Some databases and their drivers are loose-and-flabby about transactions - others are very picky. It turns out that MySQL isn't so picky, but PostgreSQL is very picky. I'm not casting judgment over which approach is better or worse. But, it's a difference, and code that works just fine against one database, may be completely unacceptable to another.
Hibernate provides a layer that mostly insulates an application against the issues listed above. It doesn't address all the issues, but it does a great job of hiding many of the pains of cross-database persistence. The dialect package is a wonderful example of the pains that this open source project has gone through to shield the average (and even advanced) developer from the pains listed above. But, hibernate does have it's limitations.
I didn't encounter all the issues listed above when providing support for PostgreSQL. But, I did encounter several of them. Here are the main bits:
In PostgreSQL, the following list of reserved words were used as column names, and had to be overridden for PostgreSQL support:
- start became startdt
- user became usernm
- hour became hourcol
- year became yearcol
- month became monthcol
- data became datacol
Under PostgreSQL, automatic schema generation tasks (DefinitionVersionManager, and PentahoSchemaUpdate) required several modifications related to proper transaction management. One of the biggest issues to resolve is that PostgreSQL requires a rollback on a connection if a query is performed against schema that doesn't yet exist. This isn't a problem with MySQL or HSQLDB. But, with PostgreSQL, attempting to discover that the tables needed to be created resulted in an exception that required a rollback. The fact that rollback was required wasn't apparent until further attempts to use the connection failed with a cryptic message. Rolling back the transaction after the exception was required to solve this problem. Also, in the area of schema generation, the code didn't properly commit the changes.
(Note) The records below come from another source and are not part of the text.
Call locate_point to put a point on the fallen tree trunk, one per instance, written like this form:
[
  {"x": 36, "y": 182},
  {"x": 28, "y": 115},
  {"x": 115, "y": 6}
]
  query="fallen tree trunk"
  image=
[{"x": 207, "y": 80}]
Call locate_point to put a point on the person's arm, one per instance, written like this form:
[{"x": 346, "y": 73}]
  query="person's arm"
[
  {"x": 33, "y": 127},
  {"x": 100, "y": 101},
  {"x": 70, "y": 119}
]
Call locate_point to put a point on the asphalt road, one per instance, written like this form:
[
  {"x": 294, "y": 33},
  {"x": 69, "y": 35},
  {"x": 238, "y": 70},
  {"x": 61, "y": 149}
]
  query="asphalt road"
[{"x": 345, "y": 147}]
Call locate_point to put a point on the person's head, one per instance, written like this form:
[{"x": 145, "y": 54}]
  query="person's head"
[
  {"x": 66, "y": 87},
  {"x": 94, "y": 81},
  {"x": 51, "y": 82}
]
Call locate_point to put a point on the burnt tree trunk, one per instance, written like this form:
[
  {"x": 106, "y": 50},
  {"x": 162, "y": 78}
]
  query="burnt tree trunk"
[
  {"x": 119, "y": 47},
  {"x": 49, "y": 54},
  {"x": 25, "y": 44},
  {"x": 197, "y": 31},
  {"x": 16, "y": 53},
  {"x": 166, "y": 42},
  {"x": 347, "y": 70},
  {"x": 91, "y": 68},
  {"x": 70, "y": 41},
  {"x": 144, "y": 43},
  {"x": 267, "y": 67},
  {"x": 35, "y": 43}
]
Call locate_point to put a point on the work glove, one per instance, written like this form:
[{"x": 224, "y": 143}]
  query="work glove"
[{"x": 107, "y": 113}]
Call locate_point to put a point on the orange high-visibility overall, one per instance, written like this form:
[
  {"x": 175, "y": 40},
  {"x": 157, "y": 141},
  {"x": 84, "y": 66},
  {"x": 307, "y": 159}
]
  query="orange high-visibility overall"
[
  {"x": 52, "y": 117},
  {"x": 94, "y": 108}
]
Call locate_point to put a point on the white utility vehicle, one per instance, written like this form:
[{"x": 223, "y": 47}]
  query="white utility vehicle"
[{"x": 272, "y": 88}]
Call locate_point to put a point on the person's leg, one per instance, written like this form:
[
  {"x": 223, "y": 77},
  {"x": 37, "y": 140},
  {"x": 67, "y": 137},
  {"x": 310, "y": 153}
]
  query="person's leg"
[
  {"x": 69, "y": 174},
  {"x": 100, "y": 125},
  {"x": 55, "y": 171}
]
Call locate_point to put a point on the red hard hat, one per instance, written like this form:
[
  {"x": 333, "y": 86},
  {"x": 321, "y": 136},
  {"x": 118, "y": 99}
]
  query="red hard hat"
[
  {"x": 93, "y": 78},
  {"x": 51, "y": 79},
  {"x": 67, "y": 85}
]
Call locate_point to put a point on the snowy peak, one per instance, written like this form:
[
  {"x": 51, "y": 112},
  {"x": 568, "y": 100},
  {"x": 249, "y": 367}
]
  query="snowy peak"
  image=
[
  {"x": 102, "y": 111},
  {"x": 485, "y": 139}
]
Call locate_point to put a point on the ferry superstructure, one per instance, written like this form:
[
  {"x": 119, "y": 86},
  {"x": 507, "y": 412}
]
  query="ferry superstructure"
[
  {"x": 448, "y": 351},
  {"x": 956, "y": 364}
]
This seems like it should have caused a problem with other RDBMS servers, but we hadn't see it until working with PostgreSQL. In several classes, the "unsaved value" which is used by hibernate to determine whether something is an insert or an update was not specified on the object. Examples were the AuditLogEntry (Management Services), and the DefinitionVersionManager. There were several examples of this that worked fine in MySQL and HSQLDB, but failed with PostgreSQL.
In MySQL and HSQLDB, sequence columns (properly defined in the Hibernate definition) will be filled in upon insert of a row if the column is not specified in the insert. An auto-increment field is one where the database assigns the next number in the series to the row of data. With PostgreSQL, the table would have to be defined with a default value for the column (something Hibernate doesn't do), or the column has to be manually assigned during the insert with a special database function call. This means that the .SQL for audit logging (currently defined in the pentaho.xml) has to be different for PostgreSQL than for MySQL and HSQLDB.
When all was said and done, there were 8 Java class changes, 6 PostgreSQL-specific hibernate hbm.xml files created, 3 hibernate hbm.xml file changes that will be used by all three databases. Additionally, three files from the management services audit solution needed to be modified because of column name changes.